Durante mucho tiempo, los métodos de recuperación aconsejaban a las personas que resistieran sus impulsos. Les decían que apartaran esos pensamientos. Pero la psicología demuestra que, cuando luchas contra un pensamiento, este en realidad se hace más grande y más intenso. Los terapeutas utilizan un nuevo método, en lugar de luchar contra el impulso, se aprende a atravesarlo utilizando la respiración.
Los datos muestran que el impulso de consumir drogas no sigue creciendo indefinidamente. Se comporta exactamente como una ola del mar. Empieza siendo pequeña, va ganando fuerza y alcanza un pico de máximo malestar.
Este pico suele producirse entre 10 y 15 minutos. Este es el momento en el que se sienten más ansiedad, pánico y malestar físico. La ciencia demuestra que si se respira lenta y profundamente y simplemente se observan las sensaciones del cuerpo, el deseo pierde su poder. Se desvanece por sí solo al cabo de unos minutos.
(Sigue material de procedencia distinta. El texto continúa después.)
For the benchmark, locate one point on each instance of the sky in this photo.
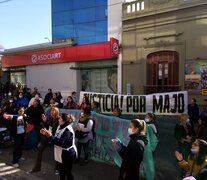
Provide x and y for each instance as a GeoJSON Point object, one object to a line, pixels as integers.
{"type": "Point", "coordinates": [24, 22]}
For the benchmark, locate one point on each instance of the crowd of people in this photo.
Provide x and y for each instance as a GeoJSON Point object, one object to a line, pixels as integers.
{"type": "Point", "coordinates": [191, 136]}
{"type": "Point", "coordinates": [23, 111]}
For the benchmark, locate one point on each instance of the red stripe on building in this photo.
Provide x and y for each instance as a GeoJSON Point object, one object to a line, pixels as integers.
{"type": "Point", "coordinates": [98, 51]}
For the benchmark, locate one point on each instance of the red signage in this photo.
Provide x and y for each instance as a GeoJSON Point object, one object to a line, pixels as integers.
{"type": "Point", "coordinates": [105, 50]}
Cada vez que se supera una oleada sin consumir, se reeduca al cerebro. Es una muestra de que las sensaciones desagradables siempre pasan. Se aprende que el cuerpo puede soportar la incomodidad sin necesidad de que una sustancia nos salve.
Conclusión
Mantenerse sobrio no es algo que se hace una sola vez. Es un hábito diario. Significa que se tiene que aceptar que a todo el mundo le tocan días malos, dolor y frustración. Estos sentimientos son una parte normal del ser humano. No son una emergencia, ni una excusa para volver a consumir.
La verdadera sobriedad no consiste solo en contar los días en un calendario. Se trata de tener paz mental. Se trata de tener la libertad de elegir el próximo paso en lugar de dejar que un impulso controle la vida.